- 作成日 : 2022年7月29日
インボイス制度が漫画家に及ぼす影響とは?対策も紹介

2023年10月1日からはじまるインボイス制度は、漫画家の取引に影響を与える可能性があります。
一定の様式を満たした適格請求書を発行しなければ、取引先が仕入税額控除を受けられなくなるため、注意が必要です。今回は漫画家が理解しておくべきインボイスの特徴について、分かりやすく解説します。
目次
漫画家が知っておきたいインボイス制度
インボイス制度(適格請求書等保存方式)の開始によって、漫画家やイラストレーターの取引に影響が出る可能性があります。
具体的には仕入税額控除の適用を受けるために、取引先から適格請求書の発行が求められる場合があるのです。
まずはインボイス制度の概要やメリット、課税事業者と免税事業者の違い、仕入税額控除などについて解説します。
インボイス制度とは
インボイス制度とは、複数税率の併用による消費税の計算ミスを防ぐために、2023年10月1日から開始されるものです。
現在は10%と軽減税率の8%が混在し、取引内容により異なる税率を採用しています。したがって正確な税率・税額がわからなければ、正しい納税額を算出できない状況にあります。
インボイスで導入される適格請求書には税率ごとの合計額や消費税額などが記載されるので、事務手続きの負担軽減が期待できるのがメリットです。
インボイス制度の詳しい内容については下記記事をご覧ください。
参考:インボイス制度の概要|国税庁
参考:免税事業者及びその取引先のインボイス制度への対応に関するQ&A|公正取引委員会
参考:特集インボイス制度公表サイト|国税庁
インボイス制度導入前からの変更点
インボイス制度導入後は、仕入先からのインボイス(適格請求書)がなければ、仕入税額控除を受けられなくなります。
仕入税額控除とは、仕入時に支払った消費税額を売上で得た税額から控除できるものです。
仕入税額控除をうける場合の納税額は「商品・サービスの提供時に受け取った消費税-仕入時に支払った消費税」で算定します。
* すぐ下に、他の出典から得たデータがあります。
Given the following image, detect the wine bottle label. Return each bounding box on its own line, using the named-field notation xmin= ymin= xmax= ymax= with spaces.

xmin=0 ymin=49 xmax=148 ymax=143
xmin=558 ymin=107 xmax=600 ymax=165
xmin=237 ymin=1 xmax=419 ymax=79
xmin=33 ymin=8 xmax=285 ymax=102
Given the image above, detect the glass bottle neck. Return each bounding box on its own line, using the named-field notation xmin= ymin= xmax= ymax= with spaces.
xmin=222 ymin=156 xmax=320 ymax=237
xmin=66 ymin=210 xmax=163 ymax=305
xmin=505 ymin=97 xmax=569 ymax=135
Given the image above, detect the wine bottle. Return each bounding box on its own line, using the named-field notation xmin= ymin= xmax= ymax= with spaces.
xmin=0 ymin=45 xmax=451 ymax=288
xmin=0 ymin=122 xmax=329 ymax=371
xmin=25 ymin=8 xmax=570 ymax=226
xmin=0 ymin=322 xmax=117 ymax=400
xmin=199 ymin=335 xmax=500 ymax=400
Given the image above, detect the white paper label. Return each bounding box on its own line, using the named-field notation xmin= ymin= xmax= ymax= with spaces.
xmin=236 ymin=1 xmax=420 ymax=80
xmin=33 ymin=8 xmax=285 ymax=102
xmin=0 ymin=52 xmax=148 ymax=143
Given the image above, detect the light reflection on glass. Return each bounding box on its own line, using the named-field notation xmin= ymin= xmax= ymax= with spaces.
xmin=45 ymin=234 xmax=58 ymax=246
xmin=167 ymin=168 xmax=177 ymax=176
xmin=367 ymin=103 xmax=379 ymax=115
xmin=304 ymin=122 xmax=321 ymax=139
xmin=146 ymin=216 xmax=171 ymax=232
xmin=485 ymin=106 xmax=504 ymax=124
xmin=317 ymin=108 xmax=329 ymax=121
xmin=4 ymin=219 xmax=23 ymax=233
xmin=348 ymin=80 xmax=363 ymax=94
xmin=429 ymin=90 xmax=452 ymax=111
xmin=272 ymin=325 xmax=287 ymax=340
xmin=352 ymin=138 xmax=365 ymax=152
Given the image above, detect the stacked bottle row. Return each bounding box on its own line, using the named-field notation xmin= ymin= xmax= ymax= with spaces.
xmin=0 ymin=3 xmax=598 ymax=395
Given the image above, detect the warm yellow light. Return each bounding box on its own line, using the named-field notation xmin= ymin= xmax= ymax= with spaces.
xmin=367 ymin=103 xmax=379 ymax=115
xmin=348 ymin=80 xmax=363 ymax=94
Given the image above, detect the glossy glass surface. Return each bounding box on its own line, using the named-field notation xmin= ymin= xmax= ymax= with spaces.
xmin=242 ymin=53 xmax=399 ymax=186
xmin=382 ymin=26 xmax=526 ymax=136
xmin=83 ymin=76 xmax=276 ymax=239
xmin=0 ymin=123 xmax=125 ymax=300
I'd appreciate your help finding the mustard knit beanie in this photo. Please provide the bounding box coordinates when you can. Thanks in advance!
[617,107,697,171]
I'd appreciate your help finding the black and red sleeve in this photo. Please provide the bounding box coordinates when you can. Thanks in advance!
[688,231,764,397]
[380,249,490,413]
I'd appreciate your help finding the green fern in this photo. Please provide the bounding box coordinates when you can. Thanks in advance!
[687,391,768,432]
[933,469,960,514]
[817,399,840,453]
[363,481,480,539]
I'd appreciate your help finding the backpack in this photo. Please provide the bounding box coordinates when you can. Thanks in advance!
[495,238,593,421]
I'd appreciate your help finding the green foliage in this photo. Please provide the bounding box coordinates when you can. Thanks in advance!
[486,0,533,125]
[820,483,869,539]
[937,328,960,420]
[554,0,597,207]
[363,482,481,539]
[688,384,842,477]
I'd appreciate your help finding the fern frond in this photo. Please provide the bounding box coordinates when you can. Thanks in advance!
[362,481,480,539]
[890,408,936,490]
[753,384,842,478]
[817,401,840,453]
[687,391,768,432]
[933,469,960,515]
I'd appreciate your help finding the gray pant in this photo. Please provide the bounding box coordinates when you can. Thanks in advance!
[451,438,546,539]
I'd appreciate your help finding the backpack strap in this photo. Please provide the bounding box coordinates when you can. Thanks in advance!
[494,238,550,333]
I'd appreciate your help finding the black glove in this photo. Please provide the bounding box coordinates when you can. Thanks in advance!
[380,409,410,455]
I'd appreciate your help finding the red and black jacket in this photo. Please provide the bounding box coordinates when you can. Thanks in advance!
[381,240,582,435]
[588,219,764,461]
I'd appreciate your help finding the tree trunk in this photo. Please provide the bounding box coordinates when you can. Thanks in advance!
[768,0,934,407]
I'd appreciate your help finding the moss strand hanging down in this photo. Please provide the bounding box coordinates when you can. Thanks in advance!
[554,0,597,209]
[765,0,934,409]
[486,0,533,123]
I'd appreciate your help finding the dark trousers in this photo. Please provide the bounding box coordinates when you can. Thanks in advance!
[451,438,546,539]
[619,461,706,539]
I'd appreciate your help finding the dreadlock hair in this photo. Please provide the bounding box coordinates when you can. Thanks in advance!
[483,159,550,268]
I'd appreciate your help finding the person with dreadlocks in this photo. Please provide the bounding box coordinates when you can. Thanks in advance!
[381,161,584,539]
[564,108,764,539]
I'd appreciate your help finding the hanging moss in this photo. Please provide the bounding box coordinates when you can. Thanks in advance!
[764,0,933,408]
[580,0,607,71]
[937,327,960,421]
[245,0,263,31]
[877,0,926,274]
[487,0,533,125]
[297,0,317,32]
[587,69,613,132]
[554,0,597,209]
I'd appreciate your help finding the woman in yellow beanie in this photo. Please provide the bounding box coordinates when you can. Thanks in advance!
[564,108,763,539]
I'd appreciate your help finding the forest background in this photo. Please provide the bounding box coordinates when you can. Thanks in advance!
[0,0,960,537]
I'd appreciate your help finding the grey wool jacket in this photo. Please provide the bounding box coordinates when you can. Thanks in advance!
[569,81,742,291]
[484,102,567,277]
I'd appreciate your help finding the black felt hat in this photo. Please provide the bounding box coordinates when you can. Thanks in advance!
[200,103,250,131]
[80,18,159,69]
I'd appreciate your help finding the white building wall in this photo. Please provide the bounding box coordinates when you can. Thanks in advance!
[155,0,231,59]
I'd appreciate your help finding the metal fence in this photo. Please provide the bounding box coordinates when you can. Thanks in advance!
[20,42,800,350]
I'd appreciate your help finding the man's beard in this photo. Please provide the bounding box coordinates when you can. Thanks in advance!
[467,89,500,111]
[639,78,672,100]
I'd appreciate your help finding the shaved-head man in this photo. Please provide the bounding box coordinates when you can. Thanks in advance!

納税額が減るためコスト削減につながる仕組みですが、インボイス導入後は適用条件が厳しくなります。
適格請求書を発行できるのは、消費税を納税している課税事業者だけです。つまり課税事業者からの仕入でなければ、仕入税額控除の適用を受けられなくなります。
免税事業者と課税事業者とは
消費税の納税義務が免除されている事業者を免税事業者、反対に納税義務がある事業者を課税事業者と呼びます。
免税事業者がインボイスを発行するためには、課税事業者への切り替え手続きが必要です。免税事業者は消費税の納税は免除されますが、取引先に対して消費税を請求することは問題ありません。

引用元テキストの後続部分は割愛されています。